Natalia Tamayo is a medical specialist in infectious diseases and coordinator of the harm reduction programme for drug users. In the picture she is at the laboratory at the Alto-Maé centre, where TB diagnosis is also carried out. "What we want is that people don't get infected, and that if they do get infected they don't die," she sums up the project. 
OSCAR CORRAL

Soon after, I started to lose people around me, to lose interest in my work, I didn't have time for anything apart from drugs. All I wanted to do was to be in the Boca (a place where drugs are sold and consumed). I was depressed. The doors started to close on me. I started stealing from my sister's house and from other relatives. They no longer wanted me to visit them. I started stealing from my parents’ house, too, where I lived. No one sent me away, but I decided to leave. I started living on the streets.

Fernando tried to commit suicide several times until he decided to seek help at the MSF

Support for People on Opioid Treatment (APTO) clinic. “I thought the reason I was still alive was that God had other plans for me. I came here [MSF clinic] and I spoke with the doctors. I told them I had tried to kill myself. I started seeing a psychologist and slowly, I started regaining self-esteem. 
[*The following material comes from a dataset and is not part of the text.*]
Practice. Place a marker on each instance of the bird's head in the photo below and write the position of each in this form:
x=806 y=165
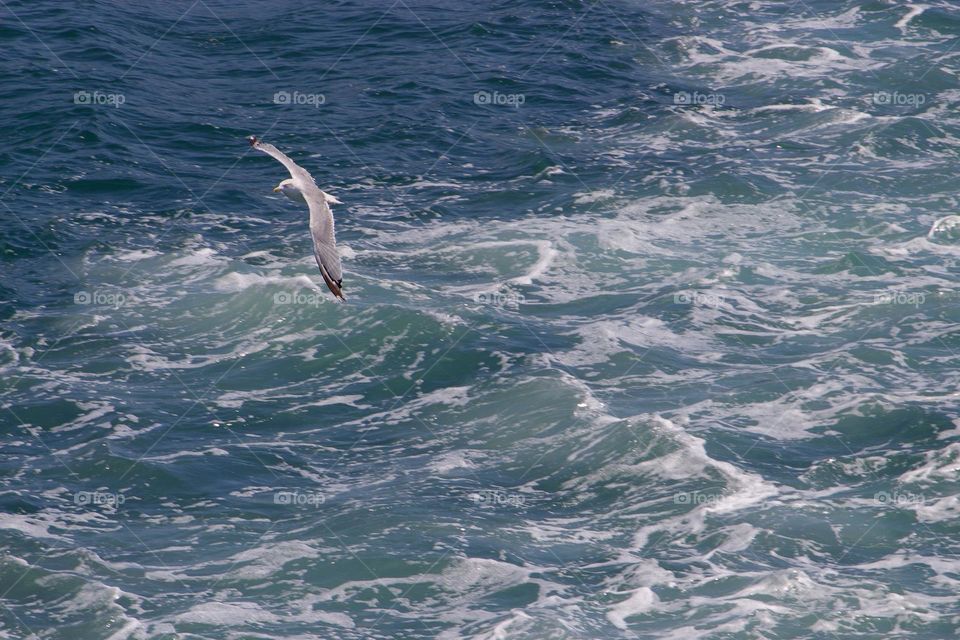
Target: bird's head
x=284 y=186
She was in bad shape. She had sold everything we had. When I got there, my wife was sleeping on the floor and our child didn’t even have clothes. Fernando Pearson

Fernando was one of the first patients who started on the methadone treatment at APTO. 
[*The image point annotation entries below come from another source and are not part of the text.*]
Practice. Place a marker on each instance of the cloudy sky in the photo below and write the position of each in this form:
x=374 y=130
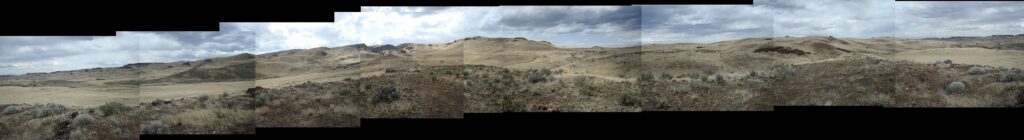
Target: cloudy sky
x=704 y=24
x=930 y=19
x=35 y=54
x=846 y=18
x=177 y=46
“The first day I took methadone, I also took drugs. But not at the level I used to. I felt full like there were a lot of drugs inside me. This happened on the first day, the second day, the third day, but on the fourth day I didn’t take any drugs, and I never have since.
My family didn't believe it at first. But it’s been a year and a half now. They are warming up to me again, my dad trusts me with the car keys and the house keys. I believe that we change with God. But medication helps us to improve even more. Methadone works wonders.
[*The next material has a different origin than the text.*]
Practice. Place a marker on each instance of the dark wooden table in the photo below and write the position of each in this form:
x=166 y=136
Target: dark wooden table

Yesterday I was a diamond in the rough, today I am a polished diamond. Or at least I am turning into one. People used to run away from me in the street; I smelled bad, I didn't take showers, I didn't cut my hair or my nails. I was alive but felt dead. People were afraid of me. But nowadays people approach me again – kids, my friends and neighbours, too. They can tell that I'm back to being who I used to be, maybe an even better version than before.”

Fernando now raises awareness among people who use drugs. He wants to support them and show that there is a way out. He wants to open his own pet shop and one day he aspires to open a car wash, to employ other drug users in recovery. 


Over 200 patients come to the APTO clinic for treatment every day. Another 600 are on the waiting list to start treatment. At the end of 2021, MSF will hand over these activities to the Mozambican Ministry of Health, which is planning to expand the services and make them available in other provinces in the country.